We made the decision to use the standard GNU ANSI C compiler and F77 translator for the task. Our FORTRAN77 legacy software modules proved to be the greatest challenge. AIX FORTRAN77 compilers are very forgiving in equating logical to integer data types. For example, if you equate an integer label to a logical label, the AIX FORTRAN compiler would assume you require the value in the logical label to be stored into the integer label. This style of programming is not allowed under F77 Linux. You must declare and equate labels of the same data type, or the compilation will fail. Now, this would be a simple task if the labels were defined in the local module. The problem arises when the software module in question uses a logical label declared in what we call our CDB (common data block) as an integer label. This common data block is used to declare all global labels used by every simulation module to pass variables among each other. If the declaration is wrong in the CDB, a correction must be made in all modules. Then each module must be reprocessed with the new CDB and recompiled.
The next problem lies with the memory storage format of logical labels between AIX and Linux. For example, a data type of Logical*4 (four bytes) in F77 Linux is stored from left to right (MSB, most significant bit, to LSB, least significant bit) while AIX stores the logical in reverse order (LSB to MSB). This can create a major problem when using the logical in a bit manipulation operation. If you use each bit for a different function in your code and apply a bit manipulation operation (e.g., FECDE .XOR. Logical Label), then the problems are compounded. You must reverse all masks used in the bit manipulation operation—a considerable amount of work.
Another area of concern is the data files used to store navigation and engine data interpolation information. The byte order in these data files must also be reversed to read data correctly into their assigned CDB labels. Our ANSI C code does not have this problem. Most of the C code compiled with relatively little change.

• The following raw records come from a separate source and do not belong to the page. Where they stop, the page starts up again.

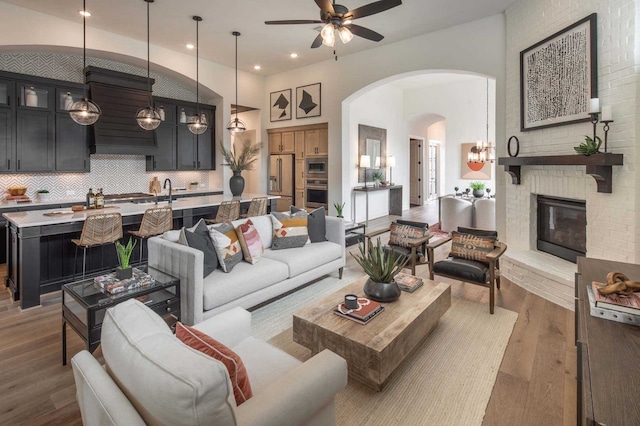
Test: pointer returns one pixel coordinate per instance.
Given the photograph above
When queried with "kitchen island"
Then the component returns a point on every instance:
(40, 254)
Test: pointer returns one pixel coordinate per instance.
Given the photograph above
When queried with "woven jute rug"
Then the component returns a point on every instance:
(446, 381)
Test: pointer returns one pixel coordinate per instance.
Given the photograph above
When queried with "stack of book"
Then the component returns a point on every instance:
(614, 307)
(367, 310)
(114, 285)
(408, 282)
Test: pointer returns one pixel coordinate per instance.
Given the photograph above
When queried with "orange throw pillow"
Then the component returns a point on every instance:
(209, 346)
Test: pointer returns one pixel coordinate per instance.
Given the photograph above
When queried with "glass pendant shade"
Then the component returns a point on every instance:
(236, 127)
(148, 118)
(85, 112)
(197, 124)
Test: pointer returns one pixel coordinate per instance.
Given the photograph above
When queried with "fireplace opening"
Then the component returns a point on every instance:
(562, 227)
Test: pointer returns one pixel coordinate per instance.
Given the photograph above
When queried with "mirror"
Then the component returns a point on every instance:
(372, 141)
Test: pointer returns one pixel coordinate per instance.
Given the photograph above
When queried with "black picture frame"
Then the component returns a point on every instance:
(558, 77)
(280, 105)
(309, 100)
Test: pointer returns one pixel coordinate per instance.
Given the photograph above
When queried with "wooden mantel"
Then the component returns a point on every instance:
(598, 166)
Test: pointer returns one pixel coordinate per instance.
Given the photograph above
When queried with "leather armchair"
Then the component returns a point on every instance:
(484, 273)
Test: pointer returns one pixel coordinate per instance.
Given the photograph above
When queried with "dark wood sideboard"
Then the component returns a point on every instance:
(608, 354)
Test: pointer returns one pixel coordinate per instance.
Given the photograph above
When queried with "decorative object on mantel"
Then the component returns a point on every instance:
(558, 77)
(478, 189)
(381, 266)
(589, 146)
(598, 166)
(84, 112)
(240, 161)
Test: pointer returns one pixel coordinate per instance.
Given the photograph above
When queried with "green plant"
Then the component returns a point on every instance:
(379, 263)
(243, 160)
(477, 186)
(589, 146)
(124, 252)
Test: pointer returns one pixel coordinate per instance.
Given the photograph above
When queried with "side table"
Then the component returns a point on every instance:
(84, 305)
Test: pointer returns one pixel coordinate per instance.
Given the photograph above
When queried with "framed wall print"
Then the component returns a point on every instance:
(558, 77)
(281, 105)
(308, 101)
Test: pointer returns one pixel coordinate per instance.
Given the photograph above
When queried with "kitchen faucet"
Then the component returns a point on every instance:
(170, 191)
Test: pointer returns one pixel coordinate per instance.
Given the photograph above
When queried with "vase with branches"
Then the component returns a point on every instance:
(239, 160)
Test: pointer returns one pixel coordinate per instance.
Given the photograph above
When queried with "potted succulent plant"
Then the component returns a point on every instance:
(239, 161)
(478, 189)
(125, 271)
(381, 265)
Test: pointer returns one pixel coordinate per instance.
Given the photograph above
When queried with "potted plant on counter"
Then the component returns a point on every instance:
(124, 271)
(239, 161)
(381, 265)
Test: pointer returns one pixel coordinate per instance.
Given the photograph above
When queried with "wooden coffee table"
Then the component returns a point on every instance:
(373, 351)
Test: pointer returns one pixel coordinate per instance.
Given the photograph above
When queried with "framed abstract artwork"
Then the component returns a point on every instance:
(280, 105)
(308, 101)
(558, 77)
(470, 169)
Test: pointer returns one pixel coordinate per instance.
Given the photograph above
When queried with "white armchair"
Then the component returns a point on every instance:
(152, 377)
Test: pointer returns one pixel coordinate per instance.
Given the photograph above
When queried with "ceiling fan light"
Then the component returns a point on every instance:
(328, 31)
(84, 112)
(148, 118)
(345, 34)
(236, 127)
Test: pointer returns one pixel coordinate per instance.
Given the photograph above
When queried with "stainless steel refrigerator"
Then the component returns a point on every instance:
(281, 180)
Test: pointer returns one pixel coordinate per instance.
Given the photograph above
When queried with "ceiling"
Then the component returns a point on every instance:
(266, 45)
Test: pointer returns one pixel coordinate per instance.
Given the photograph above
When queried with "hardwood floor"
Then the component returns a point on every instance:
(536, 383)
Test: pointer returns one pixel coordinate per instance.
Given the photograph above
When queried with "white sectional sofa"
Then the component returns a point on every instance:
(247, 285)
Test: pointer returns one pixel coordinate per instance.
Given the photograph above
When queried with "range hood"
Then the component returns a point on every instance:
(120, 96)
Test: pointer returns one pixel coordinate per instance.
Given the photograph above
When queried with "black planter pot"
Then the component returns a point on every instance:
(236, 184)
(382, 292)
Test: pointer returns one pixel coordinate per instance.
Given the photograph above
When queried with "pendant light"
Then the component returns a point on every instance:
(197, 123)
(84, 112)
(148, 118)
(236, 127)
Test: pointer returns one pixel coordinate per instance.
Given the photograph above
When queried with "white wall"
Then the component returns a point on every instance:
(477, 47)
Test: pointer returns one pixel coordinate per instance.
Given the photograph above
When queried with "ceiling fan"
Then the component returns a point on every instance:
(337, 18)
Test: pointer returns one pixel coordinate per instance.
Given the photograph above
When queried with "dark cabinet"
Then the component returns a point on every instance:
(34, 141)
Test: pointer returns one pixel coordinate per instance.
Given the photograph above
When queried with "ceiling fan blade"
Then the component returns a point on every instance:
(365, 32)
(326, 7)
(317, 42)
(294, 21)
(373, 8)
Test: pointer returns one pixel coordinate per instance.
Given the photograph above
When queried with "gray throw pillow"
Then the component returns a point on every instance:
(317, 224)
(199, 239)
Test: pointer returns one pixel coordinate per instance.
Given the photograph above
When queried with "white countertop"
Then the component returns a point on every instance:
(77, 200)
(37, 218)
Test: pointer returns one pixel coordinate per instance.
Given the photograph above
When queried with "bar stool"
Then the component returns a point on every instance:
(98, 229)
(156, 221)
(228, 211)
(257, 207)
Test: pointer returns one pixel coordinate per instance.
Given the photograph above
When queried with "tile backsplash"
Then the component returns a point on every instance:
(116, 174)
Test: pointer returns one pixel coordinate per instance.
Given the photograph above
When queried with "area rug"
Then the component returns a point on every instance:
(446, 381)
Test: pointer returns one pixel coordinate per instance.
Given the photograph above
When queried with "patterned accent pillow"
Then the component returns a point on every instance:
(228, 248)
(250, 242)
(404, 235)
(289, 230)
(209, 346)
(471, 247)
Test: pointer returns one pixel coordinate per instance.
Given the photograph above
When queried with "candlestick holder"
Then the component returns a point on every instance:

Aural warning system conversation required a minor amount of work. Under AIX, all audio warnings were designed to work with a DSP card with one large digital audio file. We were required to convert the large digital aural warnings data files into separate PCM wave files. A newly coded audio software module was then needed to cross-index the requested aural warnings to their corresponding wave file and pipe them to a standard SoundBlaster audio card. Throw in all the graphics files and IOS pages (Instructor Operator System Pages, Figure 15), and we have an enormous porting task.